Mibampator

Clinical data
- Other names: LY-451395

Identifiers
- IUPAC name N-[(2R)-2-[4-[4-[2-(methanesulfonamido)ethyl]phenyl]phenyl]propyl]propane-2-sulfonamide;
- CAS Number: 375345-95-2;
- PubChem CID: 9889366;
- ChemSpider: 8065037;
- UNII: A9V5BW73UU;
- KEGG: D09931;
- ChEMBL: ChEMBL1277001;
- CompTox Dashboard (EPA): DTXSID20190977 ;

Chemical and physical data
- Formula: C_{21}H_{30}N_{2}O_{4}S_{2}
- Molar mass: 438.60 g·mol^{−1}
- 3D model (JSmol): Interactive image;
- SMILES C[C@@H](CNS(=O)(=O)C(C)C)C1=CC=C(C=C1)C2=CC=C(C=C2)CCNS(=O)(=O)C;
- InChI InChI=1S/C21H30N2O4S2/c1-16(2)29(26,27)23-15-17(3)19-9-11-21(12-10-19)20-7-5-18(6-8-20)13-14-22-28(4,24)25/h5-12,16-17,22-23H,13-15H2,1-4H3/t17-/m0/s1; Key:ULRDYYKSPCRXAJ-KRWDZBQOSA-N;

= Mibampator =

Chemical compound

Mibampator (developmental code name LY-451395) is a positive allosteric modulator (PAM) of the AMPA receptor (AMPAR), an ionotropic glutamate receptor, which was under development by Eli Lilly for the treatment of agitation/aggression in Alzheimer's disease but was never marketed. It reached phase II clinical trials prior to the discontinuation of its development.

Mibampator belongs to the biarylpropylsulfonamide group of AMPAR PAMs, which also includes LY-404187, LY-503430, and PF-04958242 among others. It is a "high-impact" AMPAR potentiator, unlike "low-impact" AMPAR potentiators from other classes like CX-516 and its congener farampator (CX-691, ORG-24448), and is able to elicit comparatively more robust increases in AMPAR signaling. In animals, high-impact AMPAR potentiators enhance cognition and memory at low doses, but produce motor coordination disruptions, convulsions, and neurotoxicity at higher doses.

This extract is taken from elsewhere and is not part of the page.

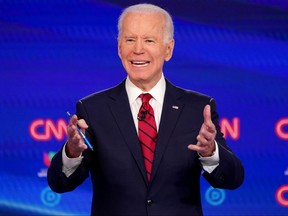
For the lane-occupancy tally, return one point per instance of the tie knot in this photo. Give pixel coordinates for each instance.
(145, 97)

Mibampator failed to produce cognitive improvement in patients with Alzheimer's disease, though it did show improvements in neuropsychiatric measures. A caveat of the study was that the maximally tolerated dosage of the drug could not be used due to toxicity, and dosages in the same range in rodents notably failed to improve memory-related behavior.